Anatomy of an Horse by Andrew Snape (1683)

The early days of comparative anatomy

Comparative anatomy has a long and noble history. Claudius Galen’s second century studies of animal brains in On the Usefulness of Parts of the Body paved the way for modern neuroscience. In the seventeenth century,

William Harvey (a Cambridge medical graduate) developed his famous theory of the circulation of the blood based largely on a description of the one-way valves in the heart in an earlier veterinary text by the Italian Carlo Ruini: Anatomia del Cavallo (Anatomy of the Horse). And in the nineteenth century, comparative morphology was central to the debates about the interplay between embryonic development and species evolution that continue to this day - see, for example, Ernst Haeckel’s Generelle Morphologie der Organismen.

Yet veterinary anatomy - the dedicated study of the structure of the major domestic species - gained momentum rather more slowly, as the veterinary profession developed in Britain and around the world. Although usually directed at training future clinicians, Cambridge’s scientific ethos has meant that the subject has here always had strong roots in developmental and evolutionary biology.

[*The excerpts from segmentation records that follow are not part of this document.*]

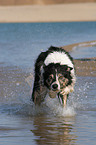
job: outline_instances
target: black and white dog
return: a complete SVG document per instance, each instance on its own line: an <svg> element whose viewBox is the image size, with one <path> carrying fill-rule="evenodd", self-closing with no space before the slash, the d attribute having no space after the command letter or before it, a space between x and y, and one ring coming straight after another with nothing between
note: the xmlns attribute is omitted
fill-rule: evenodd
<svg viewBox="0 0 96 145"><path fill-rule="evenodd" d="M51 98L58 96L65 107L75 81L72 57L64 49L51 46L36 60L32 100L40 105L48 93Z"/></svg>

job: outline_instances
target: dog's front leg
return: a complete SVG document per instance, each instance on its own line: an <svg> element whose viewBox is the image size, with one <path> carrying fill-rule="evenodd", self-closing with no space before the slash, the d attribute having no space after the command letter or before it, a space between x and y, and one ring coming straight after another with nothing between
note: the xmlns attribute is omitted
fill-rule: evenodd
<svg viewBox="0 0 96 145"><path fill-rule="evenodd" d="M62 106L66 108L68 94L58 93L58 98Z"/></svg>
<svg viewBox="0 0 96 145"><path fill-rule="evenodd" d="M63 107L65 108L67 104L67 95L63 95Z"/></svg>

We often wonder how medical students cope ‘without anything with which to compare’ their target species.

Cambridge's Veterinary School

Although Cambridge is the third oldest extant university in Europe, its veterinary school is relatively young, having started in earnest in 1949 with the intake of a grand total of eight veterinary undergraduates.

Forerunners of the Vet School included a large animal disease research station established by the Department of Pathology in 1909, and a pre-clinical veterinary course starting in 1935 - the latter consisting of an only-slightly-modified Natural Sciences course which qualified its graduates to carry out their clinical training at another veterinary school.

Although plans were in place some years earlier, in 1949 the Professor of Zoology, Sir James Gray, created the first University Demonstratorship in Veterinary Anatomy to support the new veterinary course. The appointee was Reg Green, who was to dominate the development of Veterinary Anatomy in Cambridge for three decades.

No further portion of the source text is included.